Les agressions se sont elles aussi logiquement multipliées; trop nombreux sont les camarades qui ont payé physiquement leur engagement progressiste ou révolutionnaire, la dernière aggression en date s'étant produite le samedi 28 décembre au soir, devant le repaire fasciste de l'Epée Royale.

Que les camarades ne s'y trompent pas, ces violences et ces tentatives visent à terroriser les militant-e-s progressistes pour empècher notre présence dans les luttes ouvrières, aux côtés des sans-paps', etc... Nous nous devons d'y résister et de ne pas laisser la rue aux fascistes; le Collectif Antifasciste Touraine a été créer pour centraliser la riposte antifa après la mort de notre camarade Clément.

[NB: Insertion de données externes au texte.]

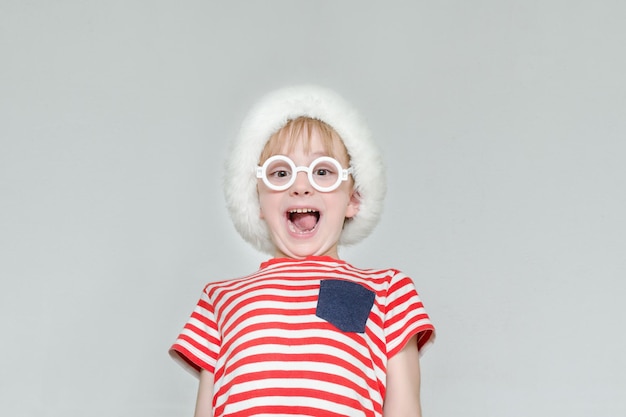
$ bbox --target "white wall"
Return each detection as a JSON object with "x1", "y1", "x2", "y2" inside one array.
[{"x1": 0, "y1": 0, "x2": 626, "y2": 417}]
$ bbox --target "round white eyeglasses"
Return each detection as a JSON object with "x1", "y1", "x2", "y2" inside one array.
[{"x1": 256, "y1": 155, "x2": 352, "y2": 193}]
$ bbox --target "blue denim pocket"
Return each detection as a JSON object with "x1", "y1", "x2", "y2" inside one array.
[{"x1": 315, "y1": 279, "x2": 375, "y2": 333}]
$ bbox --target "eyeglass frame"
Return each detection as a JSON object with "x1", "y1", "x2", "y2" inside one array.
[{"x1": 256, "y1": 155, "x2": 353, "y2": 193}]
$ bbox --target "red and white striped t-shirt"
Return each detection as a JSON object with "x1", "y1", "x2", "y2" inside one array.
[{"x1": 170, "y1": 257, "x2": 434, "y2": 417}]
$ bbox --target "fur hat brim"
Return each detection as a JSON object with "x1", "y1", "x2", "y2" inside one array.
[{"x1": 223, "y1": 86, "x2": 386, "y2": 255}]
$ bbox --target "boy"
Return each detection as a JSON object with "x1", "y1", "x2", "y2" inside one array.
[{"x1": 170, "y1": 86, "x2": 434, "y2": 417}]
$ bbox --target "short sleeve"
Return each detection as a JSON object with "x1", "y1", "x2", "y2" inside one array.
[
  {"x1": 385, "y1": 271, "x2": 435, "y2": 358},
  {"x1": 169, "y1": 288, "x2": 221, "y2": 376}
]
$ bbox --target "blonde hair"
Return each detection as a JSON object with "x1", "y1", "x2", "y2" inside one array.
[{"x1": 259, "y1": 116, "x2": 350, "y2": 166}]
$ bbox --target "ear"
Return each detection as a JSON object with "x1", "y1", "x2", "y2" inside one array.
[{"x1": 346, "y1": 191, "x2": 361, "y2": 219}]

Le 11 novembre a eu lieu une grande contre-manif pour empècher les fascistes de parader dans Tours. Nous étions 400 militant-e-s antifascistes venus de tout l'Etat français contre 80 "fiers tourangeaux", crânes rasés cotoyant et vieux et veilles bourgeois-e-s moisi-e-s.

Indiscutablement, cette contre-manif a été un succès, montrant que les rues de Tours restent antifasciste. Mais nous devons faire encore mieux et reconnaître nos faiblesses pour améliorer qualitativement notre efficacité militante et éradiquer les bandes fascistes de Tours.

- Ecraser les fascistes, c'est saper leurs possibiités d'implantation : Dans la classe ouvrière et les classes populaires, nous devons affirmer la nécessité de l'unité et de la solidarité contre les exploiteurs et leurs serviteurs, Etat, police, armée et fascistes. En effet, les groupes fascistes sont là pour semer les divisions dans les classes populaires, divisions racistes, sexistes, antisémites, et nous empêcher d'être uni-e-s pour défendre nos intérêts. Ils sont là aussi pour briser les mobilisations, jouer les supplétifs de la police.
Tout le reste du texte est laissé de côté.